Ma per superare gli ostacoli – che loro chiamano “paletti” – del deleterio sistema eretto in tanti anni di inutili discorsi, di promesse mai mantenute, di incapacità di rinnovare anche la mentalità degli Italiani, condizionati fin dai primi anni di scuola a credere per vedere, siamo giunti all’ultimo momento abile per far capire ai nostri giovani che dobbiamo essere noi stessi responsabili delle nostre azioni e che non tutto ci è dovuto gratuitamente. Ciò che si ottiene dev’essere frutto del nostro merito personale. I socialisti continuano a dichiarare che i diritti corrispondono alla dignità; invece, ancora una volta, invertono i valori: è la dignità che conferisce i diritti; la dignità una conquista non è intrinseca di ognuno, ma è la realizzazione delle nostre singole potenzialità. E’ urgentemente necessario cambiare discorsi, lasciando dietro di noi un po’ di quelle che i sinistri chiamano conquiste, ma che, al contrario, hanno generato delle vere sconfitte, la prima di tutte, la perdita della nostra competitività. La competitività dipende anche dagli investimenti, dalla capacità di innovare; e non si crea innovazione dove non ci sono profitti. Quindi, meno tasse, meno burocrazia, meno paletti, più libertà ed una legislazione semplificata, dinamica, responsabile e meno invadente; una Giustizia che sia giusta con tutti e non quella in cui si applica solo con chi non tiene le redini del potere in mano. E perché tacere: anche i poteri dell’esecutivo e del giudiziario – specialmente quelli della Magistratura, che deve dare il buon esempio -, hanno da rispettare le regole che devono valere per tutti i membri della collettività, con più lavoro, più impegno, con più merito e più responsabilità anche dei propri errori, come giustamente sostengono autori come – per esempio – Mauro Mellini ne IL REGIME GATTOPARDOStefano Livadiotti ne L’ALTRA CASTA.

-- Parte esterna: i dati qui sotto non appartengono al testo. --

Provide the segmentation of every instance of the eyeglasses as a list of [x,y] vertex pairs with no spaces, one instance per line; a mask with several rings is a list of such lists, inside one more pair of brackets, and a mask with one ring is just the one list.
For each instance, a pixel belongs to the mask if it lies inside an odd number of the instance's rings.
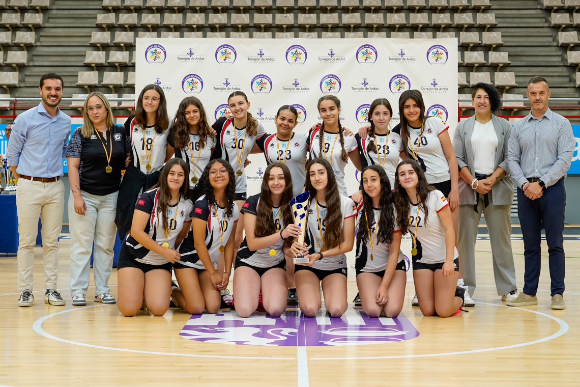
[[93,113],[93,110],[96,110],[97,111],[101,111],[104,108],[104,105],[97,105],[96,106],[87,106],[86,111],[89,113]]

Se ancora una volta le buone intenzioni finiranno a lastricare le infinite vie dell’inferno, è bene ricordare che quando un Popolo perde la speranza, fatalmente trova la rassegnazione e cadendo in fondo al pozzo non ci sarà altro che disperazione. Molto spesso abbiamo pensato che l’eccesso di benessere conduce al nichilismo e che l’esasperante frustrazione, l’impossibilità di trovare una via di uscita, ci guida all’estraniazione. Forse è vero, perché gli umani agiscono biologicamente: reagiscono alla fame, al timore, all’incertezza, ai dubbi; e la natura è saggia: ci ha dotati di diverse forme di difesa; ci ha resi egoisti e grazie a questa fondamentale qualità siamo diventati prudenti e responsabili, come Ayn Rand ha magistralmente saputo dimostrare. Possibile che per uscire dal marasma si debba necessariamente tornare attraverso la dolorosa esperienza dei morsi della fame?